Try 'HC3' for your covariance matrix type.

Note: If you have not had econometrics yet, this probably doesn't make much sense to you. That's okay—just skip it.

  1. Let's add some more regressors. Estimate
    $$ \log(wage) = \beta_0 + \beta_1 educ + \beta_2 exper + \beta_3 exper^2 + \beta_4I_m + \epsilon$$

where \(I_m\) is a variable equal to 1 if the worker is a married.

Plotting the regression line

Recall that seaborn gives us an easy way to compute a regplot but will not give us the coefficients of the regression line. Here, we explore how to compute the regression and plot the line. The pros: we know exactly what regression we are using and we can control it. Cons: its more coding. This is the usual tradeoff of doing more work to ensure that we understand exactly what is being done.

In a two-variable regression (or in a scatter plot) we can plot the regression line. We use the data and the estimated coefficients. The estimated coefficients are in the results object params.

If you finish early, try these next two problems on your own (don't look at my code). We will go through them in class together.

  1. Scatter plot the data (this is the same as part 2.) and add the regression line for the model
$$log(y) = \beta_0 + \beta_1 edu + \epsilon.$$

Again, this is the regression from part 3. You might still have the results in prac_results.

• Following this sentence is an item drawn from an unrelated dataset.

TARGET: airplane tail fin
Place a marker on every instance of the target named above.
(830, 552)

To plot the regression line you will need to create some x data and then apply the parameters. I used something like this

y = [p.Intercept + p.educ*i for i in x]

where p hold the parameters from my results and x holds a few x data points.

# Just in case we changed some stuff above, re-run the regression.
prac_results = smf.ols('np.log(wage) ~ educ', data=wage1).fit()
# Create the line of best fit to plot
p = prac_results.params                                # params from the model fit
print(p)
print(type(p))
# I'm drawing a line, so I only need two points. 
x = [wage1['educ'].min(), wage1['educ'].max()]

y = [p.Intercept + p.educ*i for i in x]    
fig, ax = plt.subplots(figsize=(10,6))

# Plot the data
ax.scatter(wage1['educ'], wage1['lwage'], marker='o', alpha = 0.5 )

# Plot the regression line.
ax.plot(x,y, color='black')

ax.set_xlabel('education', fontsize=14)
ax.set_ylabel('log wage', fontsize=14)

ax.spines['top'].set_visible(False)
ax.spines['right'].set_visible(False)
  1. Add the equation for the regression line to the figure.
fig, ax = plt.subplots(figsize=(10,6))

# Plot the data
ax.scatter(wage1['educ'], wage1['lwage'], marker='o', alpha = 0.5 )
# Plot the regression line.
ax.plot(x,y, color='black')

# build the string
text = 'regression line: \nlog(w) = {0:.2} + {1:.2} educ'.format(p.Intercept, p.educ)

ax.text(0.5, 2.5, text, fontsize=14)

ax.set_xlabel('education', fontsize=14)
ax.set_ylabel('log wage', fontsize=14)

ax.spines['top'].set_visible(False)
ax.spines['right'].set_visible(False)